Follicle cables grow slower and contact the nucleus later than nurse and oocyte cables

Because cables grow from all nurse cell cortices, we predicted that the different populations of cables would exhibit different growth rates to enable the cables to reposition the nuclei away from the ring canals during dumping. To test this, we measured the growth rate of each population during early cable growth in w1118 nurse cells (e.g. Movie 1). Nurse and oocyte cables had a virtually identical average growth rate of 0.11 μm/min (Fig. 3A,B). We observed the same growth rate for cables labelled with fTractin-tdTomato (Fig. S1A,B). This was significantly faster than follicle cables, which grew at 0.07 μm/min (Fig. 3A,B). Stage 10B lasts for ∼4 h, during which time the cables emerge and contact the nucleus. Therefore, we sampled the entire growth period in 90 min increments and integrated the data (see Materials and Methods) for the nurse cables (representative of the faster growing cables) and the follicle cables to determine whether the growth rate changed over time (Fig. 3C). Both nurse cables and follicle cables maintained a constant growth rate throughout stage 10B (Fig. 3C). Nurse cell nuclei initiated movement between ∼135 and 175 min with dumping initiating between 210 and 240 min (Fig. 3C, shaded bars). Thus, both cable types grew at a constant rate from initiation through dumping.

Fig. 3.

Cable types exhibit significant differences in growth rate and nuclear contact in wild-type nurse cells. (A,B) Follicle cable growth rate is significantly slower than that of nurse or oocyte cables. (A) Nurse, oocyte and follicle cable length over the first 90 min of stage 10B. (B) Cable growth rates. One-way ANOVA, n=6. (C) Nurse cable and follicle cable growth over the 4 h of stage 10B, showing consistent growth rates throughout. (D) Percentage of cables that contact nuclei over time. A significantly higher percentage of oocyte and nurse cables are in contact with nuclei when they begin to move (first gray bar) compared with follicle cables. One-way ANOVA, n=10. (E) Synopsis of actin cable growth through stage 10B, illustrating the differences in growth rate and nuclear contact. Nuclear movement trajectory is predicted. *P<0.03, **P<0.002, ***P<0.0002, Tukey's post-hoc analysis. n=number of egg chambers. All experiments were replicated at least three times and data are mean±s.e.m.

Fig. 3.

Cable types exhibit significant differences in growth rate and nuclear contact in wild-type nurse cells. (A,B) Follicle cable growth rate is significantly slower than that of nurse or oocyte cables. (A) Nurse, oocyte and follicle cable length over the first 90 min of stage 10B. (B) Cable growth rates. One-way ANOVA, n=6. (C) Nurse cable and follicle cable growth over the 4 h of stage 10B, showing consistent growth rates throughout. (D) Percentage of cables that contact nuclei over time. A significantly higher percentage of oocyte and nurse cables are in contact with nuclei when they begin to move (first gray bar) compared with follicle cables. One-way ANOVA, n=10. (E) Synopsis of actin cable growth through stage 10B, illustrating the differences in growth rate and nuclear contact. Nuclear movement trajectory is predicted. *P<0.03, **P<0.002, ***P<0.0002, Tukey's post-hoc analysis. n=number of egg chambers. All experiments were replicated at least three times and data are mean±s.e.m.
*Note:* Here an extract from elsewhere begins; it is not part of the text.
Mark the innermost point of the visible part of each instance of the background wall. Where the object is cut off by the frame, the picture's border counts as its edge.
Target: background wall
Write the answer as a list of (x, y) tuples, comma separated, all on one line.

Cables began to contact the nucleus 75-105 min after the start of stage 10B, with a steady increase between 120 min and ∼240 min (Fig. 3D). As nuclear movement began, the percent of nurse cables and oocyte cables contacting the nucleus was significantly higher than that of follicle cables (Fig. 3D). This suggests that the movement of the nuclei is primarily due to the activity of the nurse and oocyte cables. Taken together, our data demonstrate that cable growth rates and the timing of nuclear contact differ between different populations of actin cables. Nurse cables and oocyte cables, those that grow from the part of the cortex where the ring canals reside, grow faster and contact the nurse cell nuclei in greater numbers as the nuclei are moving than the slower growing follicle cables. These results suggest that spatial asymmetry in cable growth and nuclear contact repositions the nuclei away from the ring canals prior to dumping (Fig. 3E).

Dia and Ena differentially localize to the nurse cell cortex

Our model of actin cable growth is based largely on the electron microscopy of Tilney and colleagues, and suggests that actin assembly factors at the nurse cell cortex produce 2-4 µm actin filaments that are bundled into cable units that are then bundled into growing cables (Guild et al., 1997). The spatial differences in cable growth rates that we observed suggest that different actin assembly factors may be responsible for nucleating and elongating the faster growing nurse and oocyte cables, and the slower growing follicle cables. The single Drosophila Ena/VASP family filament elongating protein Ena is required for at least some actin cable growth in nurse cells (Gates et al., 2007) and interacts with the formin Dia in vitro and in vivo (Bilancia et al., 2014). Both Dia and Ena can independently promote filopodia formation, a structurally similar actin cable, but the dynamics and morphologies of those filopodia differ (Barzik et al., 2014; Bilancia et al., 2014; Homem and Peifer, 2008, 2009; Nowotarski et al., 2014).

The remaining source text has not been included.